Trump's real estate group owned the site of the Ambassador Hotel on tony Wilshire Boulevard (as it happens, the site of Robert F. Kennedy's assassination in 1968), and wanted to turn it into a 125-story office tower. But the Los Angeles board had selected the site for a high school that would serve 3,000 students—the board said the plan for the school was a key piece of its efforts to relieve overcrowding in the district.
The district voted unanimously to use eminent domain to force the sale of the property from Trump's organization. Trump was having none of it, and a bitter public feud between his group and the school board began. The two parties' respective valuations of the land, for example, were tens of millions of dollars apart. Some local businesses sided with Trump.
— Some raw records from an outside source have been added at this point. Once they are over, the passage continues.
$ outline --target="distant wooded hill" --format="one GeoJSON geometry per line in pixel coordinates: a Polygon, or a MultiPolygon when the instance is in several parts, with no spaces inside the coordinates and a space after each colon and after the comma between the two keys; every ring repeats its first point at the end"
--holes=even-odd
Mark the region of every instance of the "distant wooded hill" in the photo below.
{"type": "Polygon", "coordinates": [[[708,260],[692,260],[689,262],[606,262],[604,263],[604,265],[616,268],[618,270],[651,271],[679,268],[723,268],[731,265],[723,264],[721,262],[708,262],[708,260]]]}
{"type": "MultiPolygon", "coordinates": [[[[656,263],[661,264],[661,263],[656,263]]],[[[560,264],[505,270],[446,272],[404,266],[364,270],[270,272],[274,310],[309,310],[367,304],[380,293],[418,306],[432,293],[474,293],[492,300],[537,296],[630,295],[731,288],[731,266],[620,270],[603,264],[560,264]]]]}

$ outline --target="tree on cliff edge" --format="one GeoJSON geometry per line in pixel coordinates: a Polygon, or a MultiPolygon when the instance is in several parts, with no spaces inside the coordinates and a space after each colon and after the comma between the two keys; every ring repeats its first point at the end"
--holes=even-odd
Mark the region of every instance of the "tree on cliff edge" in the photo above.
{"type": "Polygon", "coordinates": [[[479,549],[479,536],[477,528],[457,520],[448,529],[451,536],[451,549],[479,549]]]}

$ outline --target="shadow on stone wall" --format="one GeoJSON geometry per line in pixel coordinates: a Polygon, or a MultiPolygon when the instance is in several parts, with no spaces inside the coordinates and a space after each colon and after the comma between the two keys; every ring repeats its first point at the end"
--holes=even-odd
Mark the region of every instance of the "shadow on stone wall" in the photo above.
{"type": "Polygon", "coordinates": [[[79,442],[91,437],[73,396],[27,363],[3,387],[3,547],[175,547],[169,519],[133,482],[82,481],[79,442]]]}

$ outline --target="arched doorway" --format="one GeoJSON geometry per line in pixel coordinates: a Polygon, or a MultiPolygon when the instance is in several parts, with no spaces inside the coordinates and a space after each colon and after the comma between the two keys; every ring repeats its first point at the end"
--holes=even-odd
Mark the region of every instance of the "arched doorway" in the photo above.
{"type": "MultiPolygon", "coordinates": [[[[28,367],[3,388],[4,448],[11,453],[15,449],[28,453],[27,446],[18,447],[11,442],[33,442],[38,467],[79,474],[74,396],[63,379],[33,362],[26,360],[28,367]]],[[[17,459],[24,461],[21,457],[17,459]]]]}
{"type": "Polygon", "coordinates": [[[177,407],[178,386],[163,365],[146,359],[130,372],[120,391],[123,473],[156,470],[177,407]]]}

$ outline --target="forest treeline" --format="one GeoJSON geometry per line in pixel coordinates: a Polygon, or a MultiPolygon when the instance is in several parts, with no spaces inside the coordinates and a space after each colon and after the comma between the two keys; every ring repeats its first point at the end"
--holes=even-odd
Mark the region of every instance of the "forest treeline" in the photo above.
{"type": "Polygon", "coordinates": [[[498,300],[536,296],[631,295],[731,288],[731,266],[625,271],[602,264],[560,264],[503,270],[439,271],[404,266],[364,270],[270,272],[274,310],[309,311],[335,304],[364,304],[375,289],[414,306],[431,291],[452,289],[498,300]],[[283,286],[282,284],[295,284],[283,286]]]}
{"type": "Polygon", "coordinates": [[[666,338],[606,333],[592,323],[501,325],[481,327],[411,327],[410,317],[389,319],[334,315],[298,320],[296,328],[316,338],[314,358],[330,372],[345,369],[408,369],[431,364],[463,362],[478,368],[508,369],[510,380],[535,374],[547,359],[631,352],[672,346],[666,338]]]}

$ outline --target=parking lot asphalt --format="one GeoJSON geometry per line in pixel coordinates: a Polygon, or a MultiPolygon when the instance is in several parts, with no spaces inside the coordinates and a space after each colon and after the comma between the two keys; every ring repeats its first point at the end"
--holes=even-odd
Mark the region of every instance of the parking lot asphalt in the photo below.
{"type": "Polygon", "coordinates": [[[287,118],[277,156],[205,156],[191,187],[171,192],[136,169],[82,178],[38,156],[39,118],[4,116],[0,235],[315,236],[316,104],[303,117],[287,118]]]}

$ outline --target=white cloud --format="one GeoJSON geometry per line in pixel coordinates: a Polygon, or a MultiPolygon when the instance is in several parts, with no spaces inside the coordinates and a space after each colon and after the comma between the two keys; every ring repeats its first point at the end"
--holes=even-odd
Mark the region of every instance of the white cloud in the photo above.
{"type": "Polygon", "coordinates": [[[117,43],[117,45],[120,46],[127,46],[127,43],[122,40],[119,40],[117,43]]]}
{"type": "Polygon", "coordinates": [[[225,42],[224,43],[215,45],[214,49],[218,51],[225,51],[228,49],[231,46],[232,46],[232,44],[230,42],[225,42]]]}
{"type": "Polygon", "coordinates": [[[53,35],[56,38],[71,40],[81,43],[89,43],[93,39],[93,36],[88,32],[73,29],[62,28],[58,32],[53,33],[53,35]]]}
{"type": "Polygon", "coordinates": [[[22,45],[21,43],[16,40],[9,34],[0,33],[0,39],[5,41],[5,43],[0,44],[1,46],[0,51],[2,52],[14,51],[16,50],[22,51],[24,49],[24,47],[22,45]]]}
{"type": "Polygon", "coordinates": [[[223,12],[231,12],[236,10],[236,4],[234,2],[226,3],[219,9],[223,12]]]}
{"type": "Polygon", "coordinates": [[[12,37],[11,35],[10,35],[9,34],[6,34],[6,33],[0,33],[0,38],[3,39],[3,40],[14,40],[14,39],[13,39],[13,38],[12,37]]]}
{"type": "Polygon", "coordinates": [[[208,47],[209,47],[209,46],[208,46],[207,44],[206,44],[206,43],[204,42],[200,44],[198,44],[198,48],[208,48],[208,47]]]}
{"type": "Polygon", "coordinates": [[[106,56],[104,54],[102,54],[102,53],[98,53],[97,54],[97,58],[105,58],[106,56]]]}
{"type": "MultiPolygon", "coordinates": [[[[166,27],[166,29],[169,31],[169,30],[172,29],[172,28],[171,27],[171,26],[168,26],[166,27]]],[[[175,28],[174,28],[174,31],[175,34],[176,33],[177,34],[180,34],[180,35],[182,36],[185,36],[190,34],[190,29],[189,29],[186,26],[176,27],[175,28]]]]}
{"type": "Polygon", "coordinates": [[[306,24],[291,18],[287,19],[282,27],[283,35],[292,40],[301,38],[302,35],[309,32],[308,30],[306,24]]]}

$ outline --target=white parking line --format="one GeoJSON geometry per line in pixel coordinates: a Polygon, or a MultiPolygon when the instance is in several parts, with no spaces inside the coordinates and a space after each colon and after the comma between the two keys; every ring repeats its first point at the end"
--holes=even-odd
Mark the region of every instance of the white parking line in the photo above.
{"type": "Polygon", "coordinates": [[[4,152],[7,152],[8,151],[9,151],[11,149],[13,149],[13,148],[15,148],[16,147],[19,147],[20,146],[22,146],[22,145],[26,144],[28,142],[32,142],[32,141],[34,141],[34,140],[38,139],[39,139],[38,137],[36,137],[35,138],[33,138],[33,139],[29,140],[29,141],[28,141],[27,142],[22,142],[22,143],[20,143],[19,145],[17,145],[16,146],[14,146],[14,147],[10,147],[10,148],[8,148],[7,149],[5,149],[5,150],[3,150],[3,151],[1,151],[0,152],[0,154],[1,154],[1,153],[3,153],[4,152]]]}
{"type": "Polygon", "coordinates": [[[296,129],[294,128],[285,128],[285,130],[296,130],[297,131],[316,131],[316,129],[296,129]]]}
"The dispute between the district and the Trump Organization has been acrimonious. The two parties disagree over use of the property, dispute its worth, and question each other's motives," former Education Week reporter Michael Newman wrote on May 23, 1990. "And, thus far, attempts at a compromise—such as an alternate site for the school—have failed."
So what happened? The Los Angeles Times, in a retrospective late last year, noted that in 1991, Trump's group agreed to take a $48 million deposit it had from the district and effectively cede control of the property to the district. That was much less than what his group had been demanding for the property. As the Times put it, "Trump blinked."
The story didn't end there, as a lot of legal wrangling ensued over just how much money should change hands. At one point in 1993, Education Week reported that the school district had decided to drop its Wilshire Boulevard plans and look elsewhere for a new school. The final resolution to the disagreement came in 2001, when the district decided to buy the property after all for nearly $77 million. Today, it's the site of a K-12 school campus.
School construction is still on Trump's mind, although in a different way. Last March, Trump gave an interview with the Washington Post in which he complained that the country spent money over and over again on building things like schools in Iraq, only to see them get blown up.
"And yet we can't build a school in Brooklyn. We have no money for education, because we can't build in our own country," Trump told the Post.